Cancer.  Of course.  (She was declared cancer-free after a round of radioactive iodine, a treatment that hadn’t yet been invented in 1952.)

Meanwhile, my own tests had come back with the same lumps on my thyroid as my mother and grandmother and my thyroid tests came back with my TSH levels dangerously low.  Like barely-registering-on-the-scale low.  I got a little scared.  I was 20 years younger than either of them when they started having thyroid trouble.  Was I going to get cancer 20 years earlier, too?  My doctor put me on replacement hormones for the thyroid hormones I wasn’t making any more.  Within 6 months (you have to level up slowly so you don’t go from hypothyroidism to hyperthyroidism), I felt like I was 18 again.  I even started running again (being careful of my back) and dropped 20#.  I am no longer depressed, the Endo isn’t as bad and I have energy for the first time since I was 18.

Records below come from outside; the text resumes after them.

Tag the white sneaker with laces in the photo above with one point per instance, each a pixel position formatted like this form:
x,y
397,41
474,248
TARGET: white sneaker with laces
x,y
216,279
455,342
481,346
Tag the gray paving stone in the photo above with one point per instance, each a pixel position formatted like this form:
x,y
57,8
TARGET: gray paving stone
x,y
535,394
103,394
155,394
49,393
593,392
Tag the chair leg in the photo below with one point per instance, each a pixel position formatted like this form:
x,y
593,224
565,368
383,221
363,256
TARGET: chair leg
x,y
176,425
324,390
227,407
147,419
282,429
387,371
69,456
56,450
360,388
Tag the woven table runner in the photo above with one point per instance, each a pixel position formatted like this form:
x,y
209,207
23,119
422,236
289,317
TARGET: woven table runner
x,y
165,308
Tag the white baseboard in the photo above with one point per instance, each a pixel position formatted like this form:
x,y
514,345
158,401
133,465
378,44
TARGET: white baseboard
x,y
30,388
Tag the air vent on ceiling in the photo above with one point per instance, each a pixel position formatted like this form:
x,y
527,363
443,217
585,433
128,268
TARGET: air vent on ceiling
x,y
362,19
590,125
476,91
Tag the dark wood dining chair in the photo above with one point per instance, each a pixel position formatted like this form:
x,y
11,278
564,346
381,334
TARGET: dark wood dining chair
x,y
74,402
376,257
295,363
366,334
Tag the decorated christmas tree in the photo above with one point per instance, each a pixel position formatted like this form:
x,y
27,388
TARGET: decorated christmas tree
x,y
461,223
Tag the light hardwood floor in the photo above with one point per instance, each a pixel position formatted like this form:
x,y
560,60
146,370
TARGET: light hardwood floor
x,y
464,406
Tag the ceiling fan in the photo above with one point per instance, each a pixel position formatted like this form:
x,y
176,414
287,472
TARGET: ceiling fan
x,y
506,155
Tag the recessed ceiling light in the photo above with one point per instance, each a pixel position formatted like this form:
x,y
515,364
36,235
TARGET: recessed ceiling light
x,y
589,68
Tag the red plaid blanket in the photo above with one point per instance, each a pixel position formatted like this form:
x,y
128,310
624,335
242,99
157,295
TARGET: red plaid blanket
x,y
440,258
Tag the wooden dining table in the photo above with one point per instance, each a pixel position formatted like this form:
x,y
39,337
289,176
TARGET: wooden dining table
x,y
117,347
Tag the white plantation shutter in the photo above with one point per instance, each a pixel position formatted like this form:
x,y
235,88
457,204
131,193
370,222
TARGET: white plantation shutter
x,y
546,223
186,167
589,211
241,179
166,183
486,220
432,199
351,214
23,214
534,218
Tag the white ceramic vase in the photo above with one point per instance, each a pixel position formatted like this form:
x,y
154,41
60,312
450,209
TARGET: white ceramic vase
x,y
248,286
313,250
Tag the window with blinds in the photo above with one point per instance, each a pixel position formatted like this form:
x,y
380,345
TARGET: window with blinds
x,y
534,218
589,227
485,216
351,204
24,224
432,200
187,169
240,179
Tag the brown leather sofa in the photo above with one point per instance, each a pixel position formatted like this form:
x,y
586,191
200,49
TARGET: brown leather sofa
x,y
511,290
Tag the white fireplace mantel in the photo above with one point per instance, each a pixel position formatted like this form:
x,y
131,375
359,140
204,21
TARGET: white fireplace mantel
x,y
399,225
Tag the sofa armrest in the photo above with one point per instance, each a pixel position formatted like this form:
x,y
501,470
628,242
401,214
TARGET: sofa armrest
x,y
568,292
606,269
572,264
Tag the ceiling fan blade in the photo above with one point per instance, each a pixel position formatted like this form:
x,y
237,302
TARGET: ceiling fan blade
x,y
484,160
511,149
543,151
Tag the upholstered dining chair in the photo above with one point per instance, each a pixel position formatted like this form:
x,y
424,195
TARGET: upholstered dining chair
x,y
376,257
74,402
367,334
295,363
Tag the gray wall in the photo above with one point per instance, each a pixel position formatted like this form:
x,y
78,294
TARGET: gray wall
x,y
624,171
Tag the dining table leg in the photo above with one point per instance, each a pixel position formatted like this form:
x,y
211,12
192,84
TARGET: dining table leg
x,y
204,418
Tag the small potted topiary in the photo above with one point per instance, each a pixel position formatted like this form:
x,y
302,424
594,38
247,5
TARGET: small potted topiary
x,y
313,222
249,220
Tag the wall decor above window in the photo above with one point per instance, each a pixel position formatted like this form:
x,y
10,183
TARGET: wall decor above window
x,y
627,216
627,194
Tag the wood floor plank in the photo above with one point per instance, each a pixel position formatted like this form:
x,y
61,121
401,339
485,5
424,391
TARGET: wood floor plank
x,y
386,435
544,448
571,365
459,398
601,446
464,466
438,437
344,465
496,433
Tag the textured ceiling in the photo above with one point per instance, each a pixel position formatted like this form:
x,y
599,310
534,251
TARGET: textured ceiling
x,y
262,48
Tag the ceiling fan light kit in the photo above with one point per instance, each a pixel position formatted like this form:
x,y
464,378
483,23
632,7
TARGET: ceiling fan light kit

Course, right now, I’m seeing a new doctor who is switching me to a synthetic hormone that’s more easily regulated while I’m pregnant (if that ever happens).  But until she gets me back up to a livable level, I get to relive the symptoms of two years ago:  muscle aches, lump in my throat, aching feet, dry skin, and extreme fatigue.  I’ve cut my calories back, though, so let’s hope during this transition I don’t gain back the 20# I’ve lost.  I’m seeing a reproductive endocrinologist, too, that as soon as I’m on a stable hormone level, I’ll be taking Clomid.

I haven’t slain this dragon, yet.  But she’ll be dead, finally, when Tim and I have our first child.